One of the distinguishing features of Jason’s section of the novel is its preoccupation with money. In Benjy’s section, there are repeated references to Jason running around with his hands in his pockets (not a great way to maintain balance), and these childhood impressions foreshadow the greedy, cynical adult Jason becomes. His blunt narrative style reflects this fixation with material wealth and stands in contrast to the meditative, philosophical Quentin and the largely inarticulate sensory responses of Benjy. Unlike the first two narrators, Jason is eager to make declarative, black-and-white statements from the outset. The repetition of phrases like, “what I say” and “I always say” emphasizes this desire to be heard and respected. The problem is, of course, that discerning any coherent morality in Jason’s worldview is an exercise in futility.
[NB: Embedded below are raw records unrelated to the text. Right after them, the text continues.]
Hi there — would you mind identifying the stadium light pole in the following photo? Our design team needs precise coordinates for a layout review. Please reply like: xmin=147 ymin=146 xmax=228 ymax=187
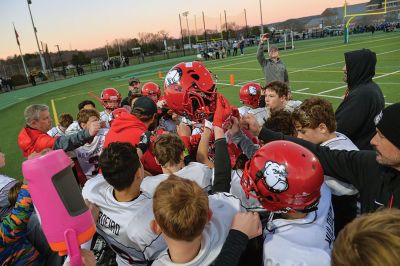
xmin=106 ymin=40 xmax=110 ymax=61
xmin=259 ymin=0 xmax=264 ymax=34
xmin=179 ymin=14 xmax=186 ymax=56
xmin=27 ymin=0 xmax=46 ymax=73
xmin=54 ymin=44 xmax=67 ymax=78
xmin=182 ymin=11 xmax=192 ymax=50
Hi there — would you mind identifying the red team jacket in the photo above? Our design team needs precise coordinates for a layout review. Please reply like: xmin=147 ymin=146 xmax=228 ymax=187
xmin=18 ymin=127 xmax=57 ymax=157
xmin=104 ymin=113 xmax=162 ymax=175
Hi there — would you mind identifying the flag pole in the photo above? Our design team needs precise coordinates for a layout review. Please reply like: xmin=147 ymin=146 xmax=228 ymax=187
xmin=13 ymin=22 xmax=29 ymax=83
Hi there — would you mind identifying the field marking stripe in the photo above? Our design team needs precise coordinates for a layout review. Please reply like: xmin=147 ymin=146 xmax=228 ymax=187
xmin=241 ymin=46 xmax=400 ymax=86
xmin=317 ymin=70 xmax=400 ymax=95
xmin=295 ymin=88 xmax=310 ymax=92
xmin=217 ymin=82 xmax=393 ymax=105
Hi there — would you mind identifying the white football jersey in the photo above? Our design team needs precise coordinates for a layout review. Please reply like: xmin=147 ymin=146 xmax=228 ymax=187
xmin=75 ymin=128 xmax=109 ymax=179
xmin=238 ymin=105 xmax=253 ymax=116
xmin=100 ymin=111 xmax=113 ymax=128
xmin=82 ymin=175 xmax=167 ymax=265
xmin=47 ymin=126 xmax=65 ymax=137
xmin=229 ymin=170 xmax=264 ymax=211
xmin=152 ymin=193 xmax=244 ymax=266
xmin=321 ymin=132 xmax=358 ymax=196
xmin=140 ymin=162 xmax=213 ymax=195
xmin=248 ymin=104 xmax=294 ymax=126
xmin=263 ymin=184 xmax=335 ymax=266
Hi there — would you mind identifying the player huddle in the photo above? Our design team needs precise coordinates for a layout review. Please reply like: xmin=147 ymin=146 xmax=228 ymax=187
xmin=0 ymin=53 xmax=400 ymax=265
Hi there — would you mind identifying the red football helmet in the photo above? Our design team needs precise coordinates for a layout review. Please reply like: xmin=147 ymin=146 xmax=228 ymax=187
xmin=239 ymin=83 xmax=261 ymax=108
xmin=164 ymin=61 xmax=216 ymax=122
xmin=241 ymin=140 xmax=324 ymax=212
xmin=142 ymin=82 xmax=161 ymax=103
xmin=112 ymin=108 xmax=129 ymax=120
xmin=100 ymin=88 xmax=122 ymax=110
xmin=164 ymin=61 xmax=215 ymax=93
xmin=164 ymin=84 xmax=217 ymax=122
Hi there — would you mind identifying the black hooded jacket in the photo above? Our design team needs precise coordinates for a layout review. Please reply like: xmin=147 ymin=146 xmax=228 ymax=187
xmin=335 ymin=49 xmax=385 ymax=150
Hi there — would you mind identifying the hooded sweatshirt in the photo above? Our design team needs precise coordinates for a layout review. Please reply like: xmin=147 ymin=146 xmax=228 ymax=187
xmin=104 ymin=113 xmax=162 ymax=175
xmin=335 ymin=49 xmax=385 ymax=150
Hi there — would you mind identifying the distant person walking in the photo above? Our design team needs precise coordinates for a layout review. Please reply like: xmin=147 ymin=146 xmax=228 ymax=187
xmin=257 ymin=34 xmax=289 ymax=84
xmin=239 ymin=38 xmax=244 ymax=55
xmin=335 ymin=49 xmax=385 ymax=150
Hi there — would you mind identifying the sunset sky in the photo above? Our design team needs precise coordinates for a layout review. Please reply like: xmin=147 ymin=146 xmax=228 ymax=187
xmin=0 ymin=0 xmax=366 ymax=59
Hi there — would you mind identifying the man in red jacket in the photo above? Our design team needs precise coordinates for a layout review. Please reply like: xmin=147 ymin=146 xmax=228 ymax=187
xmin=104 ymin=96 xmax=162 ymax=175
xmin=18 ymin=104 xmax=100 ymax=158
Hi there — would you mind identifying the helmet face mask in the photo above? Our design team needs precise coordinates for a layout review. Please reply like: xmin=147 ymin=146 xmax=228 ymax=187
xmin=142 ymin=82 xmax=161 ymax=103
xmin=164 ymin=61 xmax=216 ymax=122
xmin=241 ymin=141 xmax=324 ymax=212
xmin=239 ymin=83 xmax=262 ymax=108
xmin=100 ymin=88 xmax=122 ymax=110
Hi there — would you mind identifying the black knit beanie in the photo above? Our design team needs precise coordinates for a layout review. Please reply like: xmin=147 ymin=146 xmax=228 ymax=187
xmin=375 ymin=103 xmax=400 ymax=149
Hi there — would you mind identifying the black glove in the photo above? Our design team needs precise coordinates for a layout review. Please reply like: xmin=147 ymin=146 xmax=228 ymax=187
xmin=137 ymin=131 xmax=153 ymax=154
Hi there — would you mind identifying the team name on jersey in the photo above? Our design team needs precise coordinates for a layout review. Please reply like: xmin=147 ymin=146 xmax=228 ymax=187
xmin=75 ymin=144 xmax=104 ymax=158
xmin=325 ymin=205 xmax=335 ymax=248
xmin=97 ymin=211 xmax=121 ymax=236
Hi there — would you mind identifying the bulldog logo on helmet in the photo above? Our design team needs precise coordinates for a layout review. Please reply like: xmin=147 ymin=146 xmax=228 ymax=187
xmin=263 ymin=161 xmax=289 ymax=193
xmin=249 ymin=86 xmax=257 ymax=95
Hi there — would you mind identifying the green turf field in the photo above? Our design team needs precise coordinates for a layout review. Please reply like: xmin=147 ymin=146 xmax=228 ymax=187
xmin=0 ymin=32 xmax=400 ymax=181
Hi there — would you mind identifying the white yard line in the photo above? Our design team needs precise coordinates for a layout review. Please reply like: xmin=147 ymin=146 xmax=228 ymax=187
xmin=234 ymin=43 xmax=400 ymax=85
xmin=295 ymin=88 xmax=310 ymax=92
xmin=317 ymin=70 xmax=400 ymax=95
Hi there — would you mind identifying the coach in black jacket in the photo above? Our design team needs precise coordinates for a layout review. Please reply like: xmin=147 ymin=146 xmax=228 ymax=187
xmin=335 ymin=49 xmax=385 ymax=150
xmin=245 ymin=103 xmax=400 ymax=213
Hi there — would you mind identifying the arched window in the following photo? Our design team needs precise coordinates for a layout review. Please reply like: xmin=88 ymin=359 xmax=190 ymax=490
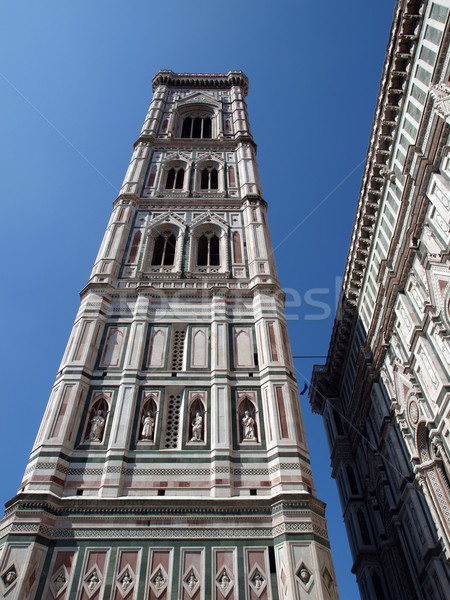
xmin=181 ymin=117 xmax=212 ymax=138
xmin=152 ymin=231 xmax=176 ymax=266
xmin=197 ymin=233 xmax=220 ymax=267
xmin=228 ymin=166 xmax=236 ymax=187
xmin=356 ymin=508 xmax=372 ymax=546
xmin=345 ymin=465 xmax=358 ymax=494
xmin=128 ymin=231 xmax=142 ymax=263
xmin=187 ymin=398 xmax=205 ymax=442
xmin=200 ymin=168 xmax=219 ymax=190
xmin=333 ymin=408 xmax=345 ymax=435
xmin=166 ymin=167 xmax=184 ymax=190
xmin=238 ymin=398 xmax=258 ymax=442
xmin=372 ymin=572 xmax=386 ymax=600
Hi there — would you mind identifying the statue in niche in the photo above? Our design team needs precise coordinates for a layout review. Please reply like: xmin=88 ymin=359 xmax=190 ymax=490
xmin=220 ymin=572 xmax=230 ymax=590
xmin=87 ymin=571 xmax=100 ymax=592
xmin=153 ymin=571 xmax=166 ymax=590
xmin=120 ymin=572 xmax=133 ymax=592
xmin=241 ymin=410 xmax=256 ymax=441
xmin=187 ymin=573 xmax=198 ymax=592
xmin=88 ymin=409 xmax=105 ymax=442
xmin=253 ymin=571 xmax=264 ymax=590
xmin=141 ymin=410 xmax=155 ymax=440
xmin=191 ymin=411 xmax=203 ymax=442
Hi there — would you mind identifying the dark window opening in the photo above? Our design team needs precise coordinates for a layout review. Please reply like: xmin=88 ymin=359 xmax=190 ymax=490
xmin=175 ymin=169 xmax=184 ymax=190
xmin=356 ymin=509 xmax=372 ymax=546
xmin=181 ymin=117 xmax=212 ymax=139
xmin=200 ymin=169 xmax=209 ymax=190
xmin=203 ymin=117 xmax=211 ymax=138
xmin=209 ymin=235 xmax=219 ymax=266
xmin=181 ymin=117 xmax=192 ymax=137
xmin=333 ymin=408 xmax=345 ymax=435
xmin=200 ymin=168 xmax=219 ymax=190
xmin=191 ymin=117 xmax=202 ymax=138
xmin=197 ymin=235 xmax=208 ymax=267
xmin=209 ymin=169 xmax=219 ymax=190
xmin=166 ymin=169 xmax=175 ymax=190
xmin=128 ymin=231 xmax=142 ymax=263
xmin=197 ymin=234 xmax=220 ymax=267
xmin=372 ymin=573 xmax=385 ymax=600
xmin=345 ymin=465 xmax=358 ymax=494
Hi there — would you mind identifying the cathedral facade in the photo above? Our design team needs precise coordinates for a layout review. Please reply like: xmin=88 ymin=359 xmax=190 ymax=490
xmin=311 ymin=0 xmax=450 ymax=600
xmin=0 ymin=71 xmax=338 ymax=600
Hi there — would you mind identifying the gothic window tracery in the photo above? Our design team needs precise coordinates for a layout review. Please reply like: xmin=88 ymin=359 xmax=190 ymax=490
xmin=127 ymin=231 xmax=142 ymax=263
xmin=181 ymin=116 xmax=212 ymax=139
xmin=152 ymin=230 xmax=176 ymax=266
xmin=166 ymin=167 xmax=184 ymax=190
xmin=197 ymin=231 xmax=220 ymax=267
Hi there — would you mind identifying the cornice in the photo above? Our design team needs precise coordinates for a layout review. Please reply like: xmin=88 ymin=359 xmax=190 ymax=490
xmin=152 ymin=69 xmax=248 ymax=96
xmin=133 ymin=133 xmax=258 ymax=152
xmin=5 ymin=492 xmax=326 ymax=517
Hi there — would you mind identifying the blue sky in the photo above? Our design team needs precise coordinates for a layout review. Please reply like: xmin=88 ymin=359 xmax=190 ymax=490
xmin=0 ymin=0 xmax=395 ymax=600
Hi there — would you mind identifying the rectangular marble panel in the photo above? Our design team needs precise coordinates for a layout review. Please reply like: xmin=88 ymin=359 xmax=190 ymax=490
xmin=147 ymin=326 xmax=168 ymax=368
xmin=191 ymin=327 xmax=209 ymax=369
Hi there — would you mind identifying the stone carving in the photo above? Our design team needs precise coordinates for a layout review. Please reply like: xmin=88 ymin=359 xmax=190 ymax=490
xmin=53 ymin=573 xmax=67 ymax=592
xmin=241 ymin=410 xmax=256 ymax=442
xmin=183 ymin=567 xmax=200 ymax=598
xmin=119 ymin=571 xmax=133 ymax=592
xmin=191 ymin=411 xmax=203 ymax=442
xmin=88 ymin=410 xmax=105 ymax=442
xmin=153 ymin=571 xmax=166 ymax=590
xmin=298 ymin=566 xmax=311 ymax=585
xmin=2 ymin=567 xmax=17 ymax=586
xmin=420 ymin=348 xmax=438 ymax=387
xmin=219 ymin=571 xmax=230 ymax=592
xmin=252 ymin=571 xmax=264 ymax=590
xmin=322 ymin=567 xmax=333 ymax=590
xmin=409 ymin=400 xmax=419 ymax=425
xmin=187 ymin=573 xmax=198 ymax=592
xmin=150 ymin=563 xmax=169 ymax=598
xmin=50 ymin=565 xmax=69 ymax=598
xmin=141 ymin=410 xmax=155 ymax=440
xmin=86 ymin=569 xmax=100 ymax=592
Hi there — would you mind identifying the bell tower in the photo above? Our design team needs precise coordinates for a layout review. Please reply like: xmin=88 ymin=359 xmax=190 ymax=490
xmin=0 ymin=71 xmax=338 ymax=600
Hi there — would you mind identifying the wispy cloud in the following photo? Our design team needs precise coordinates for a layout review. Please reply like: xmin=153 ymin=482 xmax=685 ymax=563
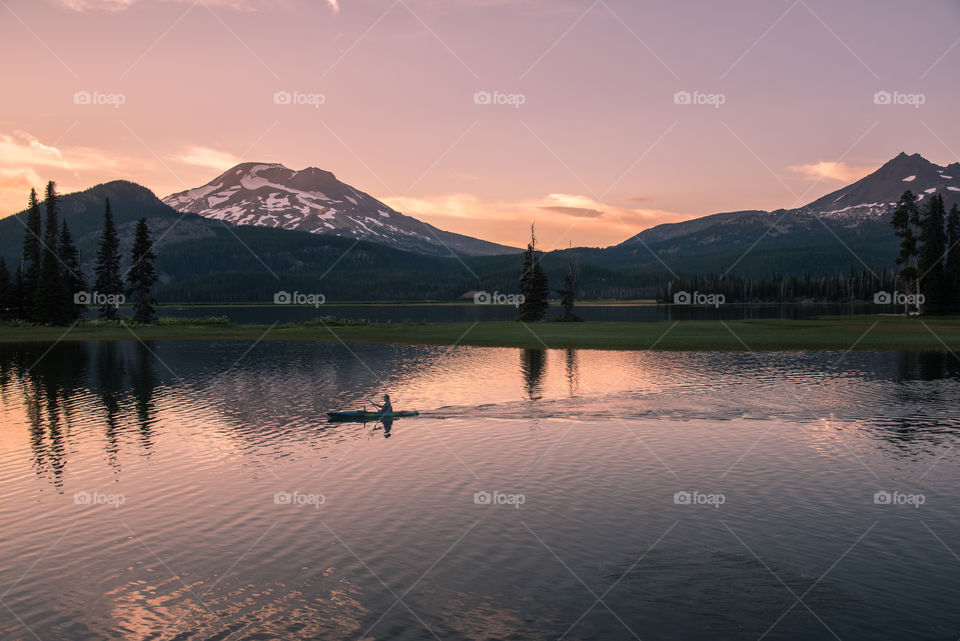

The early pages of the section are devoted to Jason’s constant griping about the laziness of his servants, the disobedience of Quentin, and his mother’s incessant moping. For Jason, all of these complaints boil down to economics: the “kitchen full of niggers” he has to feed; the $11.65 he spent on Quentin’s books; Caroline’s decision to burn Caddy’s checks (even though he gets that money anyway). Of course, the biggest economic affront of all came many years earlier, when Caddy’s indiscretions ruined Jason’s opportunity to get a good job at a bank. Instead, he is left doing menial work in a farm supply store and attempting to play the stock market. His perceptions that his work is beneath him, and that the nascent world of finance is inherently corrupt, are significant.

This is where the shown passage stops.